AAJ: Is your ultimate concern that the musician doesn't have control of his product?

MS: Yes. These companies are running on a platform of basically stolen goods, and they pretend to be ignorant. "We didn't know it; it's not our responsibility; the site users put the music up there."

Congress is going to be looking at copyright law this year. Thankfully, we have a great new U.S. Register of Copyrights, Maria Pallante. She's passionate about addressing this problem, and she's going around the country talking to musicians, and this year, she's going to make recommendations to Congress. But it'll be hard to make changes in DMCA. Some people believe everything on the Internet should be free, and government seems to protect all these companies. But no one seems to look at the huge community of musicians like myself. Forgetting the big stars like Jay-Z, Beyonce, and Bruno Mars, most of us musicians are funding our own records now, and we're being told by the public at large that we should accept all this theft, and that we should just shut-up and make our money doing concerts, but not every composer or songwriter is a performer. Additionally, you can't book concerts without generating new recordings to drum up interest from promoters and fan, and then it ends up that the money from the concert goes into trying to pay off the record! It's completely unsustainable! How the heck are we supposed to live, let alone continue making records? Why should the law allow wiggle room for theft of creative work, when clearly, lawmakers wouldn't allow theft of their own paychecks. It's no different.

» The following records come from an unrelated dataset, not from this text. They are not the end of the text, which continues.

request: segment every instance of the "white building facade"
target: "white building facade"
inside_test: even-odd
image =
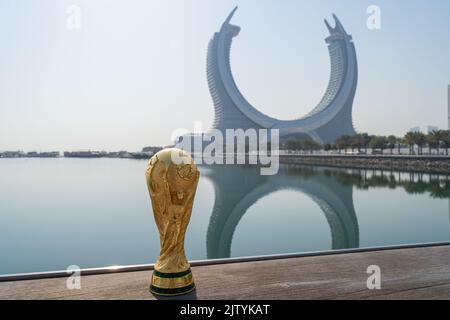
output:
[[[305,137],[321,144],[334,142],[343,135],[355,135],[353,100],[358,83],[358,63],[352,37],[333,15],[335,27],[325,20],[330,33],[325,39],[331,59],[328,88],[320,103],[306,116],[295,120],[278,120],[252,106],[239,91],[230,67],[233,38],[240,27],[230,24],[237,8],[231,12],[219,32],[209,43],[207,76],[215,108],[213,129],[279,129],[280,136]]]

So then, everybody says, the future is streaming. Spotify? You have to have 4.5 million hits on Spotify in order to make one month's minimum wage! And with that you're supposed to pay for your recording?!! What a joke. In my case of "Winter Morning Walks" using two full orchestras, it cost $200,000. And in the case of Pandora— Pandora pays money to Sound Exchange, which goes to performers. But the amount that goes to composers or songwriters is pennies! It's absolutely pitiful. And then if you ask them to take your music off Pandora, they refuse and say that by law they can have any music they want! And YouTube touts monetization of videos. To pay for a $20,000 jazz record (and that's about as cheap as you can get) you would have to have over 3 million views. Good luck with that.